Optimizing for SIMD: best practices?(i.e. what features are allowed?)

Fri Feb 26 05:50:36 UTC 2021

On Thursday, 25 February 2021 at 11:28:14 UTC, z wrote:
> How does one optimize code to make full use of the CPU's SIMD 
> capabilities?
> Is there any way to guarantee that "packed" versions of SIMD 
> instructions will be used?(e.g. vmulps, vsqrtps, etc...)
> To give some context, this is a sample of one of the functions 
> that could benefit from better SIMD usage :
>>float euclideanDistanceFixedSizeArray(float[3] a, float[3] b) {
>>   float distance;
>>   a[] -= b[];
>>   a[] *= a[];
>>   static foreach(size_t i; 0 .. 3/+typeof(a).length+/){
>>       distance += a[i].abs;//abs required by the caller
>>   }
>>   return sqrt(distance);
>>}
>>vmovsd xmm0,qword ptr ds:[rdx]
>>vmovss xmm1,dword ptr ds:[rdx+8]
>>vmovsd xmm2,qword ptr ds:[rcx+4]
>>vsubps xmm0,xmm0,xmm2
>>vsubss xmm1,xmm1,dword ptr ds:[rcx+C]
>>vmulps xmm0,xmm0,xmm0
>>vmulss xmm1,xmm1,xmm1
>>vbroadcastss xmm2,dword ptr ds:[<__real at 7fffffff>]
>>vandps xmm0,xmm0,xmm2
>>vpermilps xmm3,xmm0,F5
>>vaddss xmm0,xmm0,xmm3
>>vandps xmm1,xmm1,xmm2
>>vaddss xmm0,xmm0,xmm1
>>vsqrtss xmm0,xmm0,xmm0
>>vmovaps xmm6,xmmword ptr ss:[rsp+20]
>>add rsp,38
>>ret
>
> I've tried to experiment with dynamic arrays of float[3] but 
> the output assembly seemed to be worse.[1](in short, it's 
> calling internal D functions which use "vxxxss" instructions 
> while performing many moves.)
>
> Big thanks
> [1] https://run.dlang.io/is/F3Xye3

If you are developing for deployment to a platform that has a 
GPU, you might consider going SIMT (dcompute) rather than SIMD.  
SIMT is a lot easier on the eyes.  More importantly, if you're 
targetting an SoC or console, or have relatively chunky 
computations that allow you to work around the PCIe transit 
costs, the path is open to very large performance improvements.  
I've only been using dcompute for a week or so but so far it's 
been great.

If your algorithims are very branchy, or you decide to stick with 
multi-core/SIMD for any of a number of other good reasons, here 
are a few things I learned before decamping to dcompute land that 
may help:

   1)  LDC is pretty good at auto vectorization as you have 
probably observed.  Definitely worth a few iterations to try and 
get the vectorizer engaged.

   2)  LDC auto vectorization was good but explicit __vector 
programming is more predictable and was, at least for my tasks, 
much faster.
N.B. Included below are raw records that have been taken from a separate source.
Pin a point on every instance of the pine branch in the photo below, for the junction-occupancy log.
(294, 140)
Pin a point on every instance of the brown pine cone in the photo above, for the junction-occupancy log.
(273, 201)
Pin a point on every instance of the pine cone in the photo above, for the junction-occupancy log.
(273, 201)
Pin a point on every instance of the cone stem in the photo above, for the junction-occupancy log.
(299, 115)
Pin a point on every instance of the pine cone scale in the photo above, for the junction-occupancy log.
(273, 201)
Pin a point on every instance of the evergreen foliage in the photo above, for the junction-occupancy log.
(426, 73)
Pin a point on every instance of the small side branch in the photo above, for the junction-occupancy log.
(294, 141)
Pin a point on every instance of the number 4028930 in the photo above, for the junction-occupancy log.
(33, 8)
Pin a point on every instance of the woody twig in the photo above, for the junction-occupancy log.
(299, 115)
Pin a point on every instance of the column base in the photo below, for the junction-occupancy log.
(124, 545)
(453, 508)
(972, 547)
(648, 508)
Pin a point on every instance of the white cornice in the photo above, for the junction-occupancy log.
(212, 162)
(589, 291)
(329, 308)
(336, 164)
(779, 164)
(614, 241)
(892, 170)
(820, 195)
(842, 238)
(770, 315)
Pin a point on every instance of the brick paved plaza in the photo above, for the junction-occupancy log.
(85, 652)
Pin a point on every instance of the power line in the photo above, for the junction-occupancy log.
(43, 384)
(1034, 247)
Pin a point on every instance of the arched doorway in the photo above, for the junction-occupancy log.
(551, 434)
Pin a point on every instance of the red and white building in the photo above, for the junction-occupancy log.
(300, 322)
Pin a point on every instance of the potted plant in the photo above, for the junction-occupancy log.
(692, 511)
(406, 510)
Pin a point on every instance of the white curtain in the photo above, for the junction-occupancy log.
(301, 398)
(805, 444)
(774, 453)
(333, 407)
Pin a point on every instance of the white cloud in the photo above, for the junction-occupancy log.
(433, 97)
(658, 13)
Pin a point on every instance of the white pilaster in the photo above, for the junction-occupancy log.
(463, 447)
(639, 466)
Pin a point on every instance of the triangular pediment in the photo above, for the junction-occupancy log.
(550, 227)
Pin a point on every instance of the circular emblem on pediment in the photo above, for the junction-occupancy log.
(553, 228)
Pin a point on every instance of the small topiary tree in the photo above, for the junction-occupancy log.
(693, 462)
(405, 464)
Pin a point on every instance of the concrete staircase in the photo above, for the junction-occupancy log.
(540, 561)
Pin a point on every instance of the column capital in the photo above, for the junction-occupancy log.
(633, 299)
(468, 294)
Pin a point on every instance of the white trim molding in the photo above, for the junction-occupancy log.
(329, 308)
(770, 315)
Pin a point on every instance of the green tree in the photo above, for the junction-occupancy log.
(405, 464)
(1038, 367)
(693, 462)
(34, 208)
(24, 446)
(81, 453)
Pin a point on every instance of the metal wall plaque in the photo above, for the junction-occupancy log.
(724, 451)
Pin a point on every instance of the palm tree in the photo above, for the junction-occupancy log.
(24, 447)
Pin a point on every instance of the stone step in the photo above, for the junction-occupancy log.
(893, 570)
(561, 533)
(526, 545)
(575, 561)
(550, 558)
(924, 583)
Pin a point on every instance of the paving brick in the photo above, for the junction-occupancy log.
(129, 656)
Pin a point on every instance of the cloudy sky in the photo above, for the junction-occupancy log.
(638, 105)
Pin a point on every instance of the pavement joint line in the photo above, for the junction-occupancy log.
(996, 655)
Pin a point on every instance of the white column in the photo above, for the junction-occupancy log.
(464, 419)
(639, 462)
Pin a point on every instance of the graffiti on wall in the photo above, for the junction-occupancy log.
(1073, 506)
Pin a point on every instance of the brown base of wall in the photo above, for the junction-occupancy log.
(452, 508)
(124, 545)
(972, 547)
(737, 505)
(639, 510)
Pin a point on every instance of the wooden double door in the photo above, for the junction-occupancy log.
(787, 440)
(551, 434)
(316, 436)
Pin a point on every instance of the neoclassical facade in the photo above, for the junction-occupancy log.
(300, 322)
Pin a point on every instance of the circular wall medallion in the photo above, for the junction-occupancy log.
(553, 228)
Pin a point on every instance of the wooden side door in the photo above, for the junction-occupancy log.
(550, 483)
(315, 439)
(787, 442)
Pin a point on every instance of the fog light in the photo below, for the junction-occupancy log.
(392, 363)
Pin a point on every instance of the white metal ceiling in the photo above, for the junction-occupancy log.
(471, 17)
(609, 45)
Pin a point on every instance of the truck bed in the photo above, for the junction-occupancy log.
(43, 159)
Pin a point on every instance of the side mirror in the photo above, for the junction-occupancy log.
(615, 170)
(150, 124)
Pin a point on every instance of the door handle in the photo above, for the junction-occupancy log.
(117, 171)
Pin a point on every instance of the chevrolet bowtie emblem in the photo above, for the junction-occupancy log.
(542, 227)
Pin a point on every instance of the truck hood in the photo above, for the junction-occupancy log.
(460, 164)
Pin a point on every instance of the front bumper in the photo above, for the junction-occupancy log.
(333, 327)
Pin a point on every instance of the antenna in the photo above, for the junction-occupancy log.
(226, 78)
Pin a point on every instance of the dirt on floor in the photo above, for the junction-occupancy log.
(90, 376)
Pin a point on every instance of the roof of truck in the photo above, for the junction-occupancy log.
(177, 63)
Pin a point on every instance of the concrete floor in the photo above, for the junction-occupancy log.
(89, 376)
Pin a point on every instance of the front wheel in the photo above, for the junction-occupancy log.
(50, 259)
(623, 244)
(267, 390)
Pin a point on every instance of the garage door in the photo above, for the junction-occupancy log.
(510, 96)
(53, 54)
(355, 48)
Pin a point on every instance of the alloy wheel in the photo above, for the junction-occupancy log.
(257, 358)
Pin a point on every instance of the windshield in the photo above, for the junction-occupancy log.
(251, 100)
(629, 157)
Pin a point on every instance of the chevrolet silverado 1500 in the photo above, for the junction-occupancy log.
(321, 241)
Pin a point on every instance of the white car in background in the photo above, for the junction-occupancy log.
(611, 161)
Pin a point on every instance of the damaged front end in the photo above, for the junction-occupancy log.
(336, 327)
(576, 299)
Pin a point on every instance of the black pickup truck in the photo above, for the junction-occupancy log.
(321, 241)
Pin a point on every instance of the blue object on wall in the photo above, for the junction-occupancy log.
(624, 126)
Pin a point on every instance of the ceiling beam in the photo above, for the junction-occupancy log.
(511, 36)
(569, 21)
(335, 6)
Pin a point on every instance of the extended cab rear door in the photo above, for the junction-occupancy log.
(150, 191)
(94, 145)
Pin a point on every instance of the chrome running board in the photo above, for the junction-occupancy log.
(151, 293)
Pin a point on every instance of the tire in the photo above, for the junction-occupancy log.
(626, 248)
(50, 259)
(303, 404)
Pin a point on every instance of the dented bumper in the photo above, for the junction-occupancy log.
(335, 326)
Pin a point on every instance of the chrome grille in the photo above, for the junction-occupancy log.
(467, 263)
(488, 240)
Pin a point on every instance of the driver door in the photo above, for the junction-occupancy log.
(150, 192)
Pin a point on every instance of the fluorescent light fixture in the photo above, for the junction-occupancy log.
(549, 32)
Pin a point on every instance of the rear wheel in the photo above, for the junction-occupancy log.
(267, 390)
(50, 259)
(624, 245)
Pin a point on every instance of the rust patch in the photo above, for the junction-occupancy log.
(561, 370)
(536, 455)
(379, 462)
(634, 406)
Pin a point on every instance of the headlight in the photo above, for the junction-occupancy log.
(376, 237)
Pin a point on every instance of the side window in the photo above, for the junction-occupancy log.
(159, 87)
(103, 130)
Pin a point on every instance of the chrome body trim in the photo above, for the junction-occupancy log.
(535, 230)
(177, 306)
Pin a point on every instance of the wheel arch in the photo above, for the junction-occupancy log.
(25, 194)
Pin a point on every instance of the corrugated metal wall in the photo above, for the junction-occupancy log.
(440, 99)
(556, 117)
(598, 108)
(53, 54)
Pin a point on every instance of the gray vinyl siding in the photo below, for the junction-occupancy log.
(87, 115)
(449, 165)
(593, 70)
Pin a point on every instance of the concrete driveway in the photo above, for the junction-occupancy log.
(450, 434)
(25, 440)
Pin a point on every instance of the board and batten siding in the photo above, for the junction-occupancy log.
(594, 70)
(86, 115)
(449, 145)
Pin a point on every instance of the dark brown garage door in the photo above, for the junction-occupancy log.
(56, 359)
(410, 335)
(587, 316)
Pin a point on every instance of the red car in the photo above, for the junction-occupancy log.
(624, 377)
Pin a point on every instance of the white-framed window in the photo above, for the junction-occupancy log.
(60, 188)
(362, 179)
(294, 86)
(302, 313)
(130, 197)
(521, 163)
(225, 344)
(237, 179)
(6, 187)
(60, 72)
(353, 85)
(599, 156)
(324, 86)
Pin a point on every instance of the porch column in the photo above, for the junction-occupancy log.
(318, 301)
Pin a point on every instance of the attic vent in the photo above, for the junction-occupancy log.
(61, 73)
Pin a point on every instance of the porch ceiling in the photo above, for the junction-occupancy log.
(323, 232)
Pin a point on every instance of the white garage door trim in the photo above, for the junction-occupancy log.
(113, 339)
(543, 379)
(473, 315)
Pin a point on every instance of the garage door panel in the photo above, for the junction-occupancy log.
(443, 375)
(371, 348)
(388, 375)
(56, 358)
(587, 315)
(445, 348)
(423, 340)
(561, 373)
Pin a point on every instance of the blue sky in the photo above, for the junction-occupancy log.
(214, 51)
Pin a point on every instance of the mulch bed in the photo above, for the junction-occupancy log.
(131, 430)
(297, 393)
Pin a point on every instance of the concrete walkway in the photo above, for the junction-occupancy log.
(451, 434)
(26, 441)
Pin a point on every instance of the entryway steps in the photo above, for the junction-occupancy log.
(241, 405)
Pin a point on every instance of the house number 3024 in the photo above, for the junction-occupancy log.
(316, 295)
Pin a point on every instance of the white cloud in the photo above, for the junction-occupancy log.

I couldn't persuade the auto vectorizer to "do the 
right thing" throughout the hot path but perhaps you'll have 
better luck.

   3)  LDC does a good job of going between T[N] <==> 
__vector(T[N]) so using the static array types as your 
input/output types and the __vector types as your compute types 
works out well whenever you have to interface with an unaligned 
world. LDC issues unaligned vector loads/stores for casts or full 
array assigns: v = cast(VT)sa[];  or v[] = sa[];  These are quite 
good on modern CPUs.  To calibrate note that Ethan recently 
talked about a 10% gain he experienced using full alignment, 
IIRC, so there's that.

   4) LDC also does a good job of discovering SIMD equivalents 
given static foreach unrolled loops with explicit complie-time 
indexing of vector element operands.  You can use those along 
with pragma(inline, true) to develop your own "intrinsics" that 
supplement other libs.

   5) If you adopt the __vector approach you'll have to handle the 
partials manually. (array length % vec length != 0 indicates a 
partial or tail fragment).  If the classic (copying/padding) 
approaches to such fragmentation don't work for you I'd suggest 
using nested static functions that take ref T[N] inputs and 
outputs.  The main loops become very simple and the tail handling 
reduces to loading stack allocated T[N] variables explicitly, 
calling the static function, and unloading.

Good luck.